For nmfEstimateRank a target object to be estimated, in one of the format accepted by interface nmf.

For plot.NMF.rank an object of class NMF.rank as returned by function nmfEstimateRank.

range

a numeric vector containing the ranks of factorization to try. Note that duplicates are removed and values are sorted in increasing order. The results are notably returned in this order.

method

A single NMF algorithm, in one of the format accepted by the function nmf.

nrun

a numeric giving the number of run to perform for each value in range.

model

model specification passed to each nmf call. In particular, when x is a formula, it is passed to argument data of nmfModel to determine the target matrix – and fixed terms.

verbose

toggle verbosity. This parameter only affects the verbosity of the outer loop over the values in range. To print verbose (resp. debug) messages from each NMF run, one can use .options='v' (resp. .options='d') that will be passed to the function nmf.

stop

logical flag for running the estimation process with fault tolerance. When TRUE, the whole execution will stop if any error is raised. When FALSE (default), the runs that raise an error will be skipped, and the execution will carry on. The summary measures for the runs with errors are set to NA values, and a warning is thrown.

...

For nmfEstimateRank, these are extra parameters passed to interface nmf. Note that the same parameters are used for each value of the rank. See nmf.

For plot.NMF.rank, these are extra graphical parameter passed to the standard function plot. See plot.

y

reference object of class NMF.rank, as returned by function nmfEstimateRank. The measures contained in y are used and plotted as a reference. It is typically used to plot results obtained from randomized data. The associated curves are drawn in red (and pink), while those from x are drawn in blue (and green).

what

a character vector whose elements partially match one of the following item, which correspond to the measures computed by summary on each – multi-run – NMF result: ‘all’, ‘cophenetic’, ‘rss’, ‘residuals’, ‘dispersion’, ‘evar’, ‘silhouette’ (and more specific *.coef, *.basis, *.consensus), ‘sparseness’ (and more specific *.coef, *.basis). It specifies which measure must be plotted (what='all' plots all the measures).

na.rm

single logical that specifies if the rank for which the measures are NA values should be removed from the graph or not (default to FALSE). This is useful when plotting results which include NAs due to error during the estimation process. See argument stop for nmfEstimateRank.

xname,yname

legend labels for the curves corresponding to measures from x and y respectively

xlab

x-axis label

ylab

y-axis label

main

main title

Details

Given a NMF algorithm and the target matrix, a common way of estimating r is to try different values, compute some quality measures of the results, and choose the best value according to this quality criteria. See Brunet et al. (2004) and Hutchins et al. (2008).

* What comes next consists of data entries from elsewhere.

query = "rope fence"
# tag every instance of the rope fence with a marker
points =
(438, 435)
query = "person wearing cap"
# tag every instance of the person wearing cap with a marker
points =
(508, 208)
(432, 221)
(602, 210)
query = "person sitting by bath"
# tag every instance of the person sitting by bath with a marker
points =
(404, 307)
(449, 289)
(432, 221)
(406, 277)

The function nmfEstimateRank allows to perform this estimation procedure. It performs multiple NMF runs for a range of rank of factorization and, for each, returns a set of quality measures together with the associated consensus matrix.

In order to avoid overfitting, it is recommended to run the same procedure on randomized data. The results on the original and the randomised data may be plotted on the same plots, using argument y.

Value

nmfEstimateRank returns a S3 object (i.e. a list) of class NMF.rank with the following elements:

measures

a data.frame containing the quality measures for each rank of factorizations in range. Each row corresponds to a measure, each column to a rank.

consensus

a list of consensus matrices, indexed by the rank of factorization (as a character string).

fit

a list of the fits, indexed by the rank of factorization (as a character string).

References

Brunet J, Tamayo P, Golub TR and Mesirov JP (2004). "Metagenes and molecular pattern discovery using matrix factorization." _Proceedings of the National Academy of Sciences of the United States of America_, *101*(12), pp. 4164-9. ISSN 0027-8424, <URL: http://dx.doi.org/10.1073/pnas.0308531101>, <URL: http://www.ncbi.nlm.nih.gov/pubmed/15016911>.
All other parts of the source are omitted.